The company also exports its UK-made products, accounting for around 10% of total sales, with customers in the likes of Norway, the Caribbean, and even Australia inherited from Hill Biscuits.
While flavour innovations in familiar biscuit types like custard creams and bourbons continues at Cerealto, the CEO also highlights the rise in more indulgent formats like chocolate enrobed or fibre and protein enriched biscuits. “We all thought the private labels would bring the prices down, but now we are seeing premiumisation in the market, and we’re providing for [this trend],” he asserts.
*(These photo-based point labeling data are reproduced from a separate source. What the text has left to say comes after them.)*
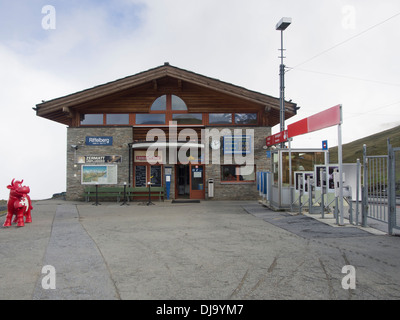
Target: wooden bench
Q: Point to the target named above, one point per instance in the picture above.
(103, 192)
(143, 192)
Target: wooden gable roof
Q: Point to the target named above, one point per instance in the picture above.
(135, 94)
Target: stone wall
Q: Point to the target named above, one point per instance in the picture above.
(77, 136)
(236, 190)
(123, 135)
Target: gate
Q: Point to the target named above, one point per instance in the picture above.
(380, 188)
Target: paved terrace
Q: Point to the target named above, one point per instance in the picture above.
(208, 250)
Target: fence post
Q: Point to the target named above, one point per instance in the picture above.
(364, 207)
(391, 193)
(358, 190)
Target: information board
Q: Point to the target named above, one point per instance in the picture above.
(99, 174)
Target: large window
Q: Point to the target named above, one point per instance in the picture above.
(92, 119)
(238, 173)
(177, 104)
(220, 118)
(246, 118)
(114, 119)
(187, 118)
(150, 118)
(160, 104)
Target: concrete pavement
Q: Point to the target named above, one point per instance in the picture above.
(209, 250)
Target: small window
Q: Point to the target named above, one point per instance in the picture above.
(160, 104)
(187, 118)
(220, 118)
(178, 104)
(117, 118)
(246, 118)
(150, 118)
(156, 176)
(92, 119)
(236, 173)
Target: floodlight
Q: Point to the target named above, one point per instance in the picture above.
(283, 23)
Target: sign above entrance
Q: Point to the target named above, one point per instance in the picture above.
(277, 138)
(237, 144)
(99, 141)
(142, 156)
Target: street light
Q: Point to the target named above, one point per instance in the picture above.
(281, 26)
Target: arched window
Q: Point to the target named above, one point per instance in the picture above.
(177, 104)
(167, 108)
(168, 102)
(160, 104)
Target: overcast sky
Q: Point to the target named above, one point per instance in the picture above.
(337, 52)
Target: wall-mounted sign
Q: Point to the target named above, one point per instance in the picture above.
(237, 144)
(142, 156)
(99, 141)
(277, 138)
(98, 174)
(99, 159)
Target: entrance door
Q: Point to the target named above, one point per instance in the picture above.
(197, 181)
(182, 181)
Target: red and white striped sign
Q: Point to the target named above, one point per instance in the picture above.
(322, 120)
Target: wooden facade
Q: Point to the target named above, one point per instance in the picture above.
(135, 96)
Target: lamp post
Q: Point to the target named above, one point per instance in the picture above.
(281, 26)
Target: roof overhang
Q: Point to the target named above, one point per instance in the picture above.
(166, 144)
(62, 109)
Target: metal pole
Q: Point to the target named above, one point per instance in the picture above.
(391, 193)
(340, 156)
(290, 175)
(358, 190)
(282, 91)
(364, 207)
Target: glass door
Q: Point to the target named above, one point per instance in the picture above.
(197, 181)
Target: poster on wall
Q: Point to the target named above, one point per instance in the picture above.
(99, 159)
(99, 174)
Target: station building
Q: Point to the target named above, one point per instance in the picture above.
(170, 127)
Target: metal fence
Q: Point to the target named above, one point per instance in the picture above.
(381, 183)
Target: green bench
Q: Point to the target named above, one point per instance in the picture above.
(143, 192)
(118, 192)
(103, 192)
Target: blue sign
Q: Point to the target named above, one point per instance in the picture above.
(325, 145)
(99, 141)
(237, 144)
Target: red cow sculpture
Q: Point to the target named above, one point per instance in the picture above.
(19, 204)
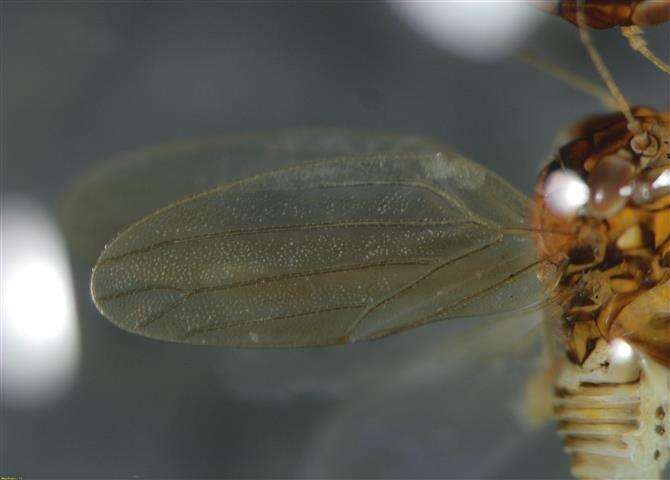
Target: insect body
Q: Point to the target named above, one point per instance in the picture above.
(611, 400)
(629, 15)
(603, 14)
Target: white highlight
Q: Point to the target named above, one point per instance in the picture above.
(662, 181)
(480, 29)
(621, 351)
(565, 192)
(40, 339)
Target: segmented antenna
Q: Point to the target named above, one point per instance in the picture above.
(638, 43)
(600, 65)
(570, 78)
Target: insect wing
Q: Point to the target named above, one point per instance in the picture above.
(124, 189)
(321, 254)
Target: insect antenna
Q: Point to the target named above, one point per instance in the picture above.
(638, 43)
(572, 79)
(603, 71)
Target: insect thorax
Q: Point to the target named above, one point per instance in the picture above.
(614, 266)
(612, 392)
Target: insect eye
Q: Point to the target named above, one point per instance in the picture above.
(609, 185)
(565, 193)
(651, 188)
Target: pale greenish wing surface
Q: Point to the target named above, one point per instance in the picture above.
(326, 253)
(126, 188)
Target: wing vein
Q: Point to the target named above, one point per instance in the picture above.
(272, 278)
(417, 281)
(284, 228)
(225, 326)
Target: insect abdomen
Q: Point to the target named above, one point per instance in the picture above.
(613, 416)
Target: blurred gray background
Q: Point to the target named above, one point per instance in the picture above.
(83, 81)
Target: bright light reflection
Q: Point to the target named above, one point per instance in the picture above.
(565, 192)
(484, 29)
(621, 351)
(40, 341)
(663, 180)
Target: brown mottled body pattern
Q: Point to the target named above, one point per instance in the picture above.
(604, 14)
(615, 282)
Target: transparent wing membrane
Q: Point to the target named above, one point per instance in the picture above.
(325, 253)
(124, 189)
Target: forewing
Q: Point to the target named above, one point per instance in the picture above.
(326, 253)
(124, 189)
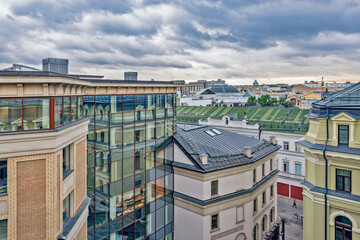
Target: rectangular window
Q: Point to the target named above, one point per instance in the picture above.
(3, 177)
(58, 108)
(10, 115)
(3, 229)
(286, 146)
(343, 137)
(36, 113)
(214, 187)
(343, 180)
(286, 166)
(264, 198)
(67, 152)
(66, 208)
(255, 205)
(298, 168)
(214, 221)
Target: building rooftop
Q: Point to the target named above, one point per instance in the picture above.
(86, 78)
(347, 100)
(224, 149)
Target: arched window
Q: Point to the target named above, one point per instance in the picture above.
(263, 224)
(343, 228)
(255, 232)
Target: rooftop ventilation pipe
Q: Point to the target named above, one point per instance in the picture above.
(204, 158)
(247, 152)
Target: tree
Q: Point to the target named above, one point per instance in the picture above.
(251, 100)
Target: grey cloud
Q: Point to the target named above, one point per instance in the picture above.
(231, 38)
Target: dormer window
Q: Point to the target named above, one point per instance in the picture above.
(343, 134)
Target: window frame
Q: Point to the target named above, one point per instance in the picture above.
(68, 198)
(300, 165)
(255, 207)
(69, 163)
(348, 132)
(343, 176)
(212, 228)
(287, 144)
(287, 163)
(217, 188)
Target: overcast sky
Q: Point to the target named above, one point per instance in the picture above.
(237, 40)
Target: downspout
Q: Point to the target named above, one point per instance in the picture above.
(326, 168)
(259, 131)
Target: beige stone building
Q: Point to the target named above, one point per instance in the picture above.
(225, 185)
(78, 152)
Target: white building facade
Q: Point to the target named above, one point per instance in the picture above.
(223, 197)
(290, 159)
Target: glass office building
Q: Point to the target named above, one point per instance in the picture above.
(130, 179)
(130, 150)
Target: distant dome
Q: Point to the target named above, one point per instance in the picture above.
(222, 88)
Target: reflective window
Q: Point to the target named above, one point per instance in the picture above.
(116, 104)
(160, 101)
(66, 208)
(74, 108)
(3, 177)
(150, 102)
(66, 110)
(67, 159)
(139, 102)
(58, 112)
(129, 103)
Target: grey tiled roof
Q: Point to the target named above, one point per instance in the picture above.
(224, 150)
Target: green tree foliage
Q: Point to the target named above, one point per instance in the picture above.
(251, 100)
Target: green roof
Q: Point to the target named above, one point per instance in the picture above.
(291, 120)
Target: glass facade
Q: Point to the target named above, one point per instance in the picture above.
(130, 179)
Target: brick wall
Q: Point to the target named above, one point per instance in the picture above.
(31, 199)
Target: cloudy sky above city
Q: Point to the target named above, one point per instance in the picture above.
(272, 41)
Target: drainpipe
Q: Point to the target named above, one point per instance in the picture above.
(326, 168)
(259, 131)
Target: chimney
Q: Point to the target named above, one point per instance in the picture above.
(130, 76)
(203, 158)
(273, 140)
(57, 65)
(247, 152)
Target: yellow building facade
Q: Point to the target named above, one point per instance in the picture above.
(332, 158)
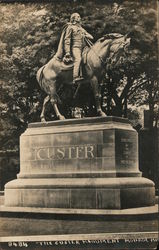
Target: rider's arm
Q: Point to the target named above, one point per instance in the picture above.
(86, 34)
(67, 40)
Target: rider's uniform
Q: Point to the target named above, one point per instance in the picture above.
(74, 43)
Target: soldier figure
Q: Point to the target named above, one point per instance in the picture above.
(73, 44)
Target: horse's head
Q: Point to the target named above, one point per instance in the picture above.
(118, 49)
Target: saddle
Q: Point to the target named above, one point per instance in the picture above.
(68, 65)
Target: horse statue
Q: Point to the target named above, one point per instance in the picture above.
(105, 53)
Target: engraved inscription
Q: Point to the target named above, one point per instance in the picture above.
(60, 153)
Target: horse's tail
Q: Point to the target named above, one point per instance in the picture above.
(39, 76)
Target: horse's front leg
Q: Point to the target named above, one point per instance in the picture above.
(42, 116)
(97, 95)
(53, 101)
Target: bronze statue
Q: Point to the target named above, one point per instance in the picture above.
(105, 52)
(72, 42)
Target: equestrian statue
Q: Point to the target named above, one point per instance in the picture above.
(77, 61)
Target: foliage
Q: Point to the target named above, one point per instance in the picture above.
(29, 36)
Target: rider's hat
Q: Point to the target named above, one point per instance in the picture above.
(75, 17)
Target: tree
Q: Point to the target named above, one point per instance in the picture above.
(29, 35)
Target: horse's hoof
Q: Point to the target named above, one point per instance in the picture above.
(101, 113)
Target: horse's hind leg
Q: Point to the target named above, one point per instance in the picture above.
(42, 116)
(61, 117)
(97, 94)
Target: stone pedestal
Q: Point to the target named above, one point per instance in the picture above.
(89, 163)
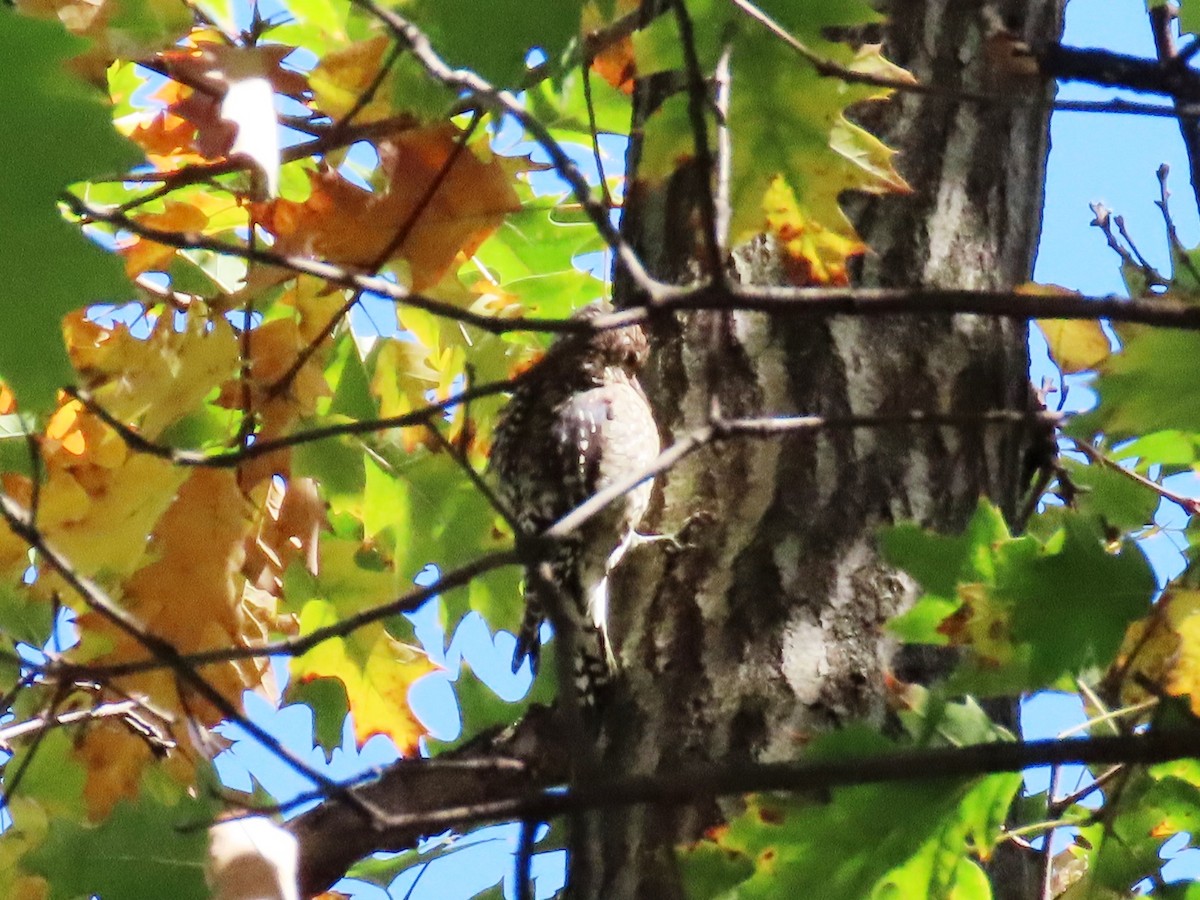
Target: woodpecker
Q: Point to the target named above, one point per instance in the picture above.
(577, 423)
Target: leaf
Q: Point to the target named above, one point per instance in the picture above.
(347, 225)
(877, 840)
(55, 120)
(111, 859)
(1014, 595)
(497, 45)
(156, 381)
(1075, 345)
(1163, 649)
(376, 669)
(814, 255)
(249, 106)
(1152, 364)
(792, 127)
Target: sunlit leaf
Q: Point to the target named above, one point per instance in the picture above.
(57, 120)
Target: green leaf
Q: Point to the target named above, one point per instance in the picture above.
(941, 562)
(869, 841)
(1031, 612)
(496, 45)
(1152, 364)
(1111, 499)
(791, 127)
(330, 706)
(23, 617)
(58, 131)
(112, 858)
(1073, 603)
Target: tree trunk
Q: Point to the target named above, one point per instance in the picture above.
(766, 628)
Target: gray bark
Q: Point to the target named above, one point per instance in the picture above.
(766, 628)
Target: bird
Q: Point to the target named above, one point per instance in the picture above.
(577, 423)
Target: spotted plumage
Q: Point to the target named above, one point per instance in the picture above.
(576, 424)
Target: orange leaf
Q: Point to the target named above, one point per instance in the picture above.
(113, 757)
(343, 76)
(351, 226)
(814, 255)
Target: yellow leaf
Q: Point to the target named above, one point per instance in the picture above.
(190, 592)
(1075, 345)
(154, 382)
(1163, 649)
(814, 255)
(377, 672)
(348, 225)
(376, 669)
(343, 76)
(113, 757)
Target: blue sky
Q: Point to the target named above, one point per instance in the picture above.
(1109, 159)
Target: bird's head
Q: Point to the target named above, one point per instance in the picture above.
(625, 347)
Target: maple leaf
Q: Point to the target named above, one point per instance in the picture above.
(1163, 649)
(343, 76)
(151, 382)
(114, 28)
(814, 255)
(792, 127)
(189, 592)
(376, 669)
(348, 225)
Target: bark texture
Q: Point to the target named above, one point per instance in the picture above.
(766, 629)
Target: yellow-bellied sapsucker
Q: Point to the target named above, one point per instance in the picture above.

Another consumer trend Fonts thinks is here to stay is for nutrient dense foods – with less calories but more fibre and protein – as demanded by the increasing number of people on weight-loss medication (ie. GLP-1). Cerealto “saw that coming” more than two years ago, accepting that volumes would go down but seizing the opportunity to redeveloping its portfolio accordingly. One example Fonts gives is a reformulation of digestive biscuits with oats for added fibre and protein.

Cerealto UK is looking to expand more in the out-of-home sector with investments being made to roll out individually packed premium biscuits or packs of four or six standard biscuits. Hill Biscuits site has a “very big capacity” to produce these smaller formats, reveals Fonts, while noting how they are seeing increased adoption including for on-the-go occasions.
With the divestment of its pasta business in Spain, the parent company has now sharpened its focus on cereal products within the snacking and indulgence space. It has secured a €110m (£95m) financing facility from its private equity backers Davidson Kempner and Afendis to support further growth, €75m of which is to be spent this year including nearly €9m at UK sites.
Part of these funds have already gone on significantly expanding capacity for puffed rice cakes in Worksop. “We are now one of the largest producers in rice cakes in Europe,” the CEO confirms.
Without saying whether any further acquisitions are on the cards in the UK or elsewhere, Fonts expresses Cerealto’s desire to keep developing. “The company was born in Spain some 40 years ago, but we want to be the preferred contract manufacturer for both private labels and for co-manufactured brands,” he says. “We want to be the manufacturer’s manufacturer.”